National Theatre New Stage
Kronvalda bulvāris 2
1h15min
in Lithuanian with Latvian translation
Ls 10; Ls 7 (with discount)

This performance is atypically austere for the Lithuanian star director Oskaras Koršunovas. He himself tells about the performance: "This is our first theatrical performance, in which we don’t concentrate on the result, but seek to test and discover ourselves, so that the actors not only create their characters, but also retain the reality and remain themselves. Gorky’s text becomes relevant only when the actor is able to grow his or her character in his or her soil, so to speak, basing it on his or her own experience. This is the highest aim of the laboratory. It is an intersection between the actor’s personality and the character he or she is creating, a stranger."

Here you will not find the overwhelming theatricality and playing with cultural symbols, so characteristic for Koršunovas' former work. In this performance "the fourth wall" is destroyed up to a level that the actor and the spectator become like real friends. For a spectator the presence in a view of an actor is so unavoidable that you feel sitting around the same table as actors do and asking the same questions - to yourself.

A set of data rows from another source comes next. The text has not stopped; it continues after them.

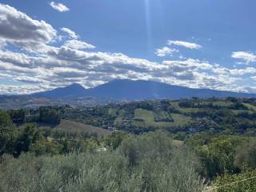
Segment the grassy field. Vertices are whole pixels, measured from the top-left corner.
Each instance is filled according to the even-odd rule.
[[[166,115],[166,114],[162,115]],[[170,116],[174,122],[155,122],[154,112],[137,109],[134,111],[134,123],[137,126],[142,127],[170,128],[186,125],[191,120],[190,118],[182,114],[171,114]]]
[[[97,134],[100,138],[106,138],[110,134],[110,131],[107,130],[70,120],[62,120],[58,126],[54,127],[54,129],[62,130],[66,132],[74,131],[78,133]]]

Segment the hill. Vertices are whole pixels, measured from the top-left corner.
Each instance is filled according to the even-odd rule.
[[[198,98],[256,97],[254,94],[236,93],[209,89],[191,89],[152,81],[114,80],[91,89],[78,84],[33,94],[50,98],[94,97],[116,100],[152,98],[180,99]]]
[[[41,127],[42,128],[42,126]],[[110,134],[110,131],[100,127],[65,119],[61,120],[61,122],[53,129],[54,130],[63,131],[68,134],[95,134],[98,138],[106,138]]]

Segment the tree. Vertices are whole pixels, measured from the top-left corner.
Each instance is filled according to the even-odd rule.
[[[240,169],[245,166],[256,169],[256,141],[246,142],[237,149],[234,163]]]

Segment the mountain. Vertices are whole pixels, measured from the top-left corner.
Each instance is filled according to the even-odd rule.
[[[74,98],[93,97],[116,100],[138,100],[150,98],[255,98],[256,94],[236,93],[210,89],[191,89],[153,81],[114,80],[94,88],[85,89],[79,84],[34,94],[34,96],[50,98]]]
[[[81,85],[74,83],[66,87],[33,94],[32,96],[50,98],[82,98],[86,95],[86,90]]]

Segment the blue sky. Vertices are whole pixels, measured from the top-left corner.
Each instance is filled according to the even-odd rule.
[[[2,0],[0,92],[130,78],[256,93],[255,6],[254,0]]]

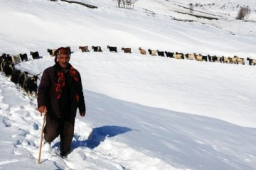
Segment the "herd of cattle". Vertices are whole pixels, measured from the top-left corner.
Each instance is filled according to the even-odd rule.
[[[31,52],[30,54],[33,59],[39,58],[38,52]],[[11,56],[4,53],[0,57],[0,71],[7,77],[11,77],[11,81],[18,85],[28,96],[34,94],[36,96],[37,80],[39,79],[38,75],[40,74],[33,75],[15,68],[16,64],[26,61],[28,61],[28,55],[26,53]]]
[[[110,52],[117,52],[117,47],[107,46]],[[79,49],[82,52],[90,52],[88,46],[79,46]],[[92,46],[92,49],[94,52],[102,52],[100,46]],[[124,53],[132,53],[131,48],[122,47],[122,50]],[[146,51],[142,47],[138,49],[142,55],[146,55]],[[54,56],[54,52],[55,49],[47,49],[47,52],[49,52],[50,56]],[[230,57],[216,57],[210,55],[201,55],[201,54],[183,54],[178,52],[170,52],[167,51],[159,51],[148,50],[149,54],[152,56],[166,57],[170,58],[175,58],[178,60],[197,60],[197,61],[206,61],[213,62],[222,62],[230,64],[245,64],[244,58],[238,57],[238,56]],[[30,52],[30,55],[33,59],[39,59],[40,56],[38,52]],[[247,60],[249,61],[250,65],[255,65],[256,60],[247,57]],[[25,91],[27,95],[37,94],[37,80],[38,79],[38,75],[33,75],[27,72],[23,72],[15,68],[15,64],[21,62],[28,61],[27,54],[18,54],[18,55],[7,55],[4,53],[0,57],[0,71],[2,72],[6,76],[11,76],[11,81],[18,84],[22,89]],[[29,76],[30,74],[30,76]]]
[[[110,47],[109,45],[107,47],[110,50],[110,52],[117,52],[117,47]],[[82,52],[90,52],[88,46],[79,46],[79,49],[81,50]],[[94,52],[102,52],[100,46],[92,46],[92,49]],[[125,53],[132,53],[131,48],[124,48],[122,47],[122,50],[124,51]],[[140,54],[142,55],[146,55],[146,51],[142,47],[139,47],[139,50]],[[210,56],[208,55],[202,55],[201,54],[197,55],[196,53],[191,54],[183,54],[178,52],[171,52],[167,51],[159,51],[159,50],[152,50],[151,49],[148,50],[149,54],[152,56],[160,56],[160,57],[166,57],[170,58],[176,58],[176,59],[188,59],[191,60],[197,60],[197,61],[206,61],[206,62],[222,62],[222,63],[230,63],[230,64],[245,64],[245,59],[242,57],[239,57],[235,55],[233,57],[217,57],[215,55]],[[250,59],[250,57],[247,57],[247,60],[249,61],[250,65],[255,65],[256,64],[256,60]]]

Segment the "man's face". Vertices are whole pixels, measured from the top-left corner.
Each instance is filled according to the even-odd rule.
[[[69,55],[60,54],[58,57],[58,62],[60,64],[60,66],[63,69],[67,68],[69,60],[70,60]]]

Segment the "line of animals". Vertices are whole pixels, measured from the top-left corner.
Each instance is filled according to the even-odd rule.
[[[33,52],[32,52],[33,53]],[[32,55],[33,54],[31,53]],[[37,53],[37,54],[36,54]],[[38,52],[32,55],[33,59],[38,59]],[[35,57],[35,56],[37,56]],[[7,77],[11,77],[11,81],[17,84],[24,91],[27,96],[37,96],[37,80],[39,79],[38,76],[33,75],[28,72],[23,72],[15,68],[15,64],[23,61],[28,61],[26,54],[19,54],[17,55],[2,54],[0,57],[0,71],[2,72]]]
[[[117,52],[117,47],[111,47],[107,45],[107,47],[110,50],[110,52]],[[88,46],[79,46],[79,49],[81,50],[82,52],[90,52],[88,49]],[[100,46],[92,46],[92,49],[94,52],[102,52]],[[132,53],[131,48],[124,48],[122,47],[122,50],[124,51],[124,53]],[[138,49],[142,55],[146,55],[146,52],[145,50],[142,49],[142,47],[139,47]],[[48,52],[50,53],[50,50],[48,49]],[[238,56],[235,55],[233,57],[216,57],[214,56],[210,56],[208,55],[201,55],[201,54],[197,55],[196,53],[193,54],[183,54],[183,53],[178,53],[178,52],[170,52],[167,51],[159,51],[159,50],[152,50],[151,49],[148,50],[148,52],[150,55],[152,56],[161,56],[161,57],[166,57],[170,58],[176,58],[176,59],[185,59],[185,57],[188,60],[197,60],[197,61],[209,61],[209,62],[222,62],[222,63],[230,63],[230,64],[237,64],[239,63],[242,64],[245,64],[245,59],[238,57]],[[250,65],[255,65],[256,64],[256,60],[250,59],[250,57],[247,57],[247,60],[249,61]]]
[[[111,47],[107,45],[107,47],[109,49],[110,52],[117,52],[117,47]],[[88,46],[79,46],[79,49],[83,52],[90,52]],[[100,46],[92,46],[92,49],[94,52],[102,52]],[[122,50],[124,51],[124,53],[132,53],[131,48],[124,48],[122,47]],[[146,52],[145,50],[142,47],[139,47],[138,49],[142,55],[146,55]],[[47,52],[49,52],[50,55],[53,57],[54,52],[55,49],[47,49]],[[161,57],[166,57],[170,58],[176,58],[178,60],[185,59],[187,60],[195,60],[197,61],[209,61],[209,62],[217,62],[222,63],[230,63],[230,64],[237,64],[239,63],[242,64],[245,64],[245,60],[241,57],[238,57],[238,56],[234,56],[233,57],[216,57],[216,56],[210,56],[210,55],[201,55],[201,54],[196,55],[193,54],[183,54],[178,52],[164,52],[159,50],[151,50],[151,49],[148,50],[148,52],[150,55],[152,56],[161,56]],[[33,60],[39,59],[39,53],[38,52],[30,52],[30,55]],[[247,57],[247,60],[249,61],[250,65],[255,65],[256,60],[250,59],[250,57]],[[16,84],[18,84],[21,89],[24,90],[28,96],[33,95],[33,94],[36,96],[37,94],[37,80],[39,79],[38,75],[33,75],[27,72],[23,72],[21,70],[18,70],[15,69],[15,64],[20,63],[21,62],[28,61],[28,55],[27,54],[17,54],[17,55],[8,55],[6,53],[3,53],[0,57],[0,72],[4,72],[4,74],[9,77],[11,76],[11,81]],[[31,76],[28,76],[31,74]]]

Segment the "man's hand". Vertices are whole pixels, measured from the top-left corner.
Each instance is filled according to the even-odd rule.
[[[47,109],[46,109],[46,106],[41,106],[38,108],[38,111],[42,113],[46,113],[47,112]]]
[[[81,112],[81,113],[80,113],[80,115],[81,115],[81,117],[85,117],[85,111]]]

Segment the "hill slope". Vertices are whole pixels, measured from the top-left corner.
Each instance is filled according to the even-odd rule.
[[[254,32],[243,30],[239,21],[220,18],[210,26],[209,21],[201,23],[201,18],[173,20],[164,13],[167,4],[177,3],[170,1],[139,1],[134,10],[115,8],[112,1],[85,2],[98,8],[40,0],[0,2],[0,21],[6,23],[0,26],[0,52],[38,50],[41,59],[16,67],[38,74],[53,64],[47,48],[70,46],[70,63],[81,74],[87,104],[85,118],[76,120],[68,158],[53,156],[57,139],[51,152],[43,152],[38,166],[43,119],[36,100],[1,74],[1,168],[256,168],[256,67],[142,55],[138,50],[256,57]],[[156,14],[149,16],[149,11]],[[118,52],[110,52],[107,45],[117,46]],[[79,45],[101,45],[103,52],[81,52]],[[123,53],[122,47],[132,53]]]

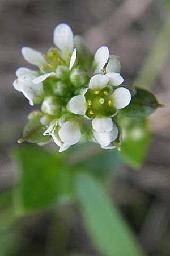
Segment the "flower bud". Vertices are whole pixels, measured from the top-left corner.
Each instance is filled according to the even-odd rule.
[[[78,66],[71,72],[70,79],[75,87],[81,87],[89,81],[89,77],[86,69],[82,66]]]
[[[60,115],[62,110],[61,100],[57,96],[47,96],[41,105],[41,110],[45,114],[52,115]]]
[[[70,84],[62,81],[53,84],[53,89],[54,94],[61,97],[68,96],[71,92]]]
[[[67,66],[59,65],[57,67],[56,71],[56,77],[62,80],[65,81],[69,79],[70,75],[70,71]]]

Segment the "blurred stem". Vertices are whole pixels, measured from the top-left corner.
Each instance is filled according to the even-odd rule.
[[[59,205],[52,212],[48,234],[45,256],[65,255],[68,246],[70,226],[75,217],[70,205]]]
[[[170,13],[168,13],[155,46],[137,76],[135,85],[138,87],[151,89],[169,57],[169,52]]]

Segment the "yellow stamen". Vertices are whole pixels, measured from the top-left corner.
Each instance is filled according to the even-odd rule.
[[[106,96],[109,94],[109,93],[108,93],[108,92],[107,90],[105,90],[104,92],[103,92],[103,93],[104,94],[104,95],[106,95]]]
[[[99,94],[100,92],[99,92],[99,90],[96,90],[96,92],[95,92],[95,94],[97,95],[97,94]]]
[[[103,104],[104,103],[104,98],[100,98],[100,100],[99,100],[99,102],[100,102],[101,104]]]
[[[90,100],[89,100],[88,104],[89,106],[91,106],[92,105],[92,102]]]
[[[90,110],[89,113],[91,115],[94,115],[94,112],[92,110]]]

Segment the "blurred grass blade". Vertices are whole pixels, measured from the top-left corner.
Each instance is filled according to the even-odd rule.
[[[100,184],[80,174],[75,185],[83,220],[100,252],[105,256],[144,256],[127,223]]]

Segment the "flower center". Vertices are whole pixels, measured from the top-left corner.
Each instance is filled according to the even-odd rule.
[[[113,89],[110,86],[106,86],[101,90],[94,91],[88,89],[85,94],[88,105],[86,115],[90,118],[94,118],[97,115],[114,116],[117,113],[117,109],[112,101],[112,93]]]

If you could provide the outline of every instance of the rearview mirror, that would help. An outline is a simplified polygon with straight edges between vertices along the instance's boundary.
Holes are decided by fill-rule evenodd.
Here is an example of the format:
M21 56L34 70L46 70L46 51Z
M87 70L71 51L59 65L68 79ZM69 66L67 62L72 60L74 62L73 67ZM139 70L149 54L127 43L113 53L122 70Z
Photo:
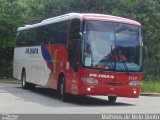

"The Lower Depths" (premiered on October 22, 2010) has been awarded as the Best Lithuanian Performance in 2010, and Darius Gumauskas performing Actor - as the Best Lithuanian Actor.

New Theatre Institute of Latvia have already presented in Riga "P.S. File OK" (Homo Novus 1997), "Shopping & Fucking" (Homo Novus 1999), "Fireface" (Homo Alibi 2000) and "Midsummer Night Dream" (2000) by Oskaras Koršunovas.